We introduce Recursive Distinction Theory, a mathematical framework that provides a unified approach to AI capabilities and safety. Starting from three fundamental axioms about the nature of distinction making, we derive a complete theoretical framework explaining the emergence of intelligence and safety guarantees simultaneously. Our theory posits that intelligence emerges necessarily from recursive distinction-making capabilities of sufficient depth, subject to a fundamental Conservation of Relational Information (CRI) principle. Through rigorous category-theoretic derivation, we prove that AI systems require a recursive distinction hierarchy with depth ≥3 to achieve advanced capabilities, demonstrating this threshold emerges necessarily from fixed-point structures in the category of distinction spaces. We derive the CRI principle through a novel thermodynamic formulation, establishing mathematical safety guarantees against unbounded recursive self-improvement.

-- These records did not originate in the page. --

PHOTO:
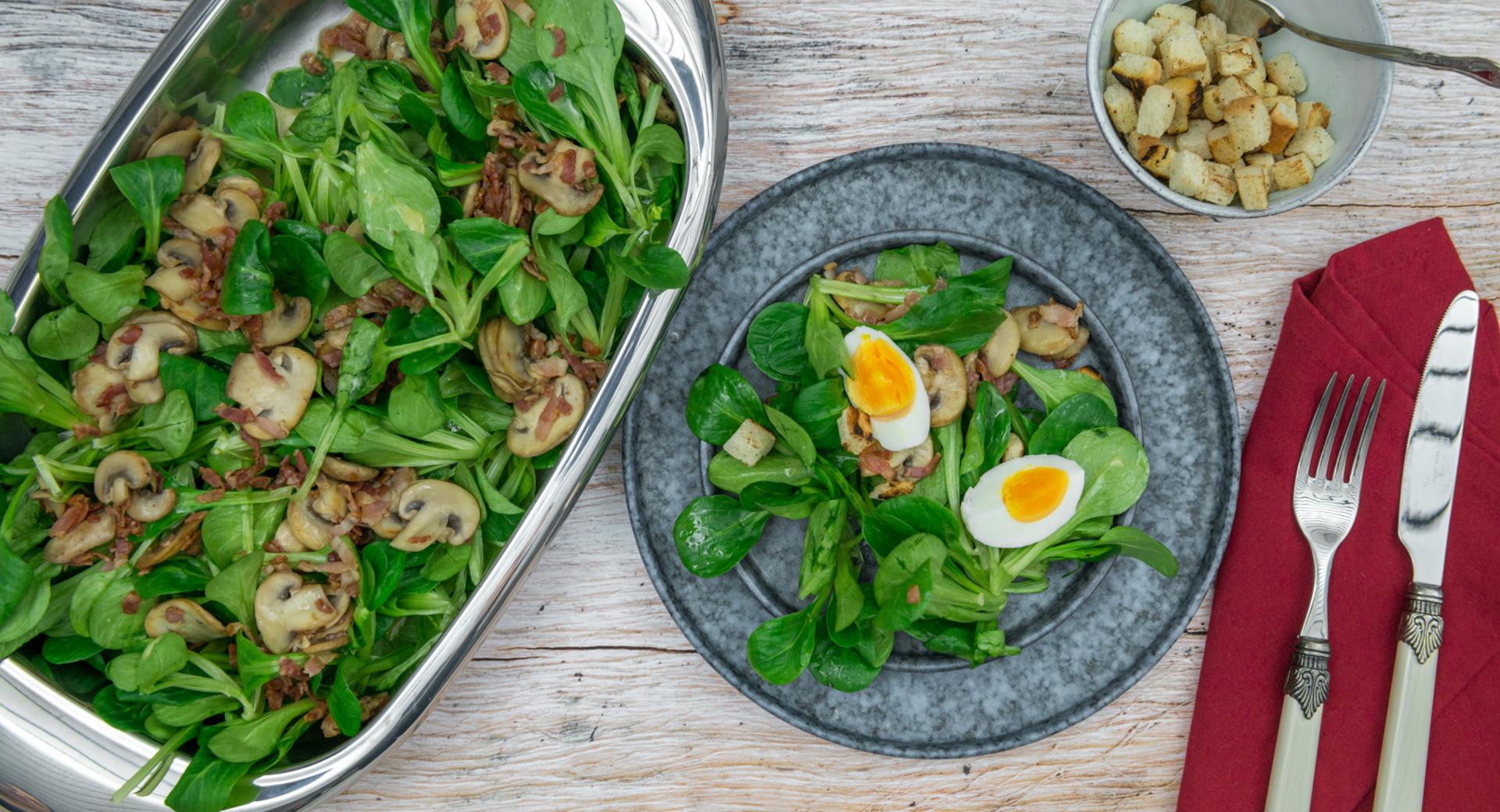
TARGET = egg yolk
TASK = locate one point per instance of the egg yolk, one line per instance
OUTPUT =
(882, 381)
(1032, 493)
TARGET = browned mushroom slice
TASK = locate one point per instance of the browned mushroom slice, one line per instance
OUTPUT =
(273, 388)
(564, 177)
(945, 383)
(484, 27)
(544, 423)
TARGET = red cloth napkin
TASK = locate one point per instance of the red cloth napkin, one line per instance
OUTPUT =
(1373, 312)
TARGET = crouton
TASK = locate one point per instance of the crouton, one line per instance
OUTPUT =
(1181, 14)
(1155, 112)
(1121, 107)
(1235, 59)
(1138, 73)
(1291, 173)
(1248, 123)
(750, 443)
(1234, 87)
(1221, 146)
(1288, 73)
(1188, 96)
(1196, 138)
(1312, 114)
(1214, 29)
(1131, 37)
(1212, 107)
(1188, 174)
(1314, 143)
(1220, 187)
(1283, 122)
(1255, 187)
(1182, 53)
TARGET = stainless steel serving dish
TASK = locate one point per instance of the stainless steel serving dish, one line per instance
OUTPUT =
(55, 753)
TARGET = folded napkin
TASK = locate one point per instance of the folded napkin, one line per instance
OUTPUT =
(1371, 312)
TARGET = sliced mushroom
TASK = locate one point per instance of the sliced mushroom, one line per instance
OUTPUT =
(287, 607)
(202, 215)
(127, 479)
(180, 144)
(484, 27)
(182, 538)
(562, 177)
(202, 164)
(345, 471)
(135, 348)
(177, 294)
(102, 394)
(239, 207)
(94, 531)
(282, 324)
(185, 618)
(273, 388)
(944, 379)
(544, 423)
(1002, 345)
(503, 350)
(435, 511)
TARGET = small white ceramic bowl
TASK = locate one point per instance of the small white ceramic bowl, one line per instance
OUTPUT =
(1355, 89)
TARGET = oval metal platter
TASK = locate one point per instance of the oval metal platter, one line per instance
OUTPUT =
(1100, 628)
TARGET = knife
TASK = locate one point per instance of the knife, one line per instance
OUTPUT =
(1427, 499)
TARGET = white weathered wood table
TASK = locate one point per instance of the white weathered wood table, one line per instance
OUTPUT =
(587, 696)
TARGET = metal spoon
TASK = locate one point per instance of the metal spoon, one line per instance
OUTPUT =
(1259, 18)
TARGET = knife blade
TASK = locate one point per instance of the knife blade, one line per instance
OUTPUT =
(1438, 429)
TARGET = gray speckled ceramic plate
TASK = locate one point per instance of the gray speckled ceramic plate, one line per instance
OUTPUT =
(1094, 632)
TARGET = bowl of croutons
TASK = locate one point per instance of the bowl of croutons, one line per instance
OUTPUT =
(1223, 122)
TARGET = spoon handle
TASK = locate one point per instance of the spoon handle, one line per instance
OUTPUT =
(1480, 68)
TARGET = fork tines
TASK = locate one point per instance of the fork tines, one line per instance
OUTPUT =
(1356, 471)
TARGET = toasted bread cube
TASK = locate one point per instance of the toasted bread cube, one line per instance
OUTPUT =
(1196, 138)
(1182, 53)
(1212, 107)
(1188, 174)
(1220, 187)
(1283, 122)
(1131, 37)
(1314, 143)
(1180, 12)
(1136, 73)
(750, 443)
(1255, 187)
(1248, 122)
(1214, 29)
(1221, 146)
(1291, 173)
(1188, 96)
(1121, 107)
(1155, 112)
(1288, 73)
(1235, 59)
(1312, 114)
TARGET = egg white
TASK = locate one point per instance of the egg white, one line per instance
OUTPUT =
(992, 523)
(909, 427)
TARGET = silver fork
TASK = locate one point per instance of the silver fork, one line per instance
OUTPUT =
(1325, 505)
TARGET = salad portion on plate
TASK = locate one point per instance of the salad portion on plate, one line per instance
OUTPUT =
(938, 472)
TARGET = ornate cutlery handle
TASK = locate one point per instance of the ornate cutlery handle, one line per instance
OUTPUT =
(1301, 724)
(1409, 717)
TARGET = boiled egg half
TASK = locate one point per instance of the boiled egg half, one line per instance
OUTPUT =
(1023, 500)
(887, 387)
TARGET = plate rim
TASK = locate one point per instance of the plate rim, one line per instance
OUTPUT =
(1172, 632)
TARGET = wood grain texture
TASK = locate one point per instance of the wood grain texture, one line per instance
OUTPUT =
(587, 696)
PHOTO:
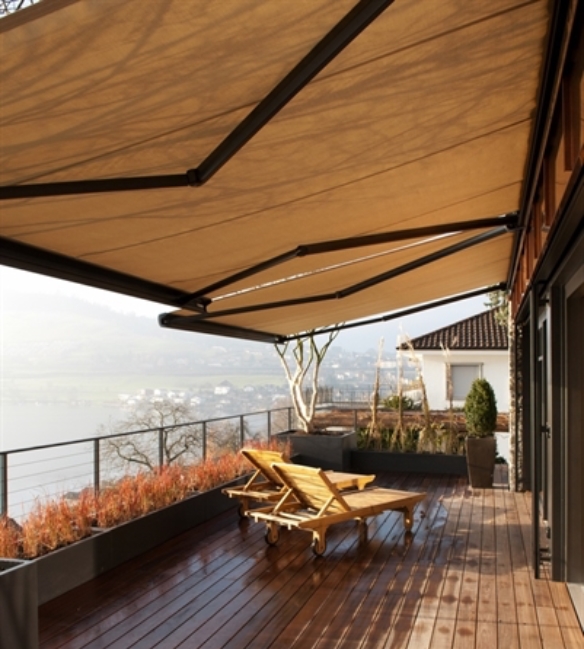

We prove The Distinction Bottleneck Principle, derived directly from information-theoretic first principles, that formally links preservation of distinctions to generalization capacity, explaining empirical scaling laws in AI. Our theory further shows how symbolic logic and Bayesian reasoning emerge necessarily from distinction-preserving transformations, unifying multiple cognitive frameworks under a single axiomatic system. This theory reconciles the apparent tension between capability enhancement and safety, establishing both as emergent properties of the same underlying principles governing information processing in intelligent systems.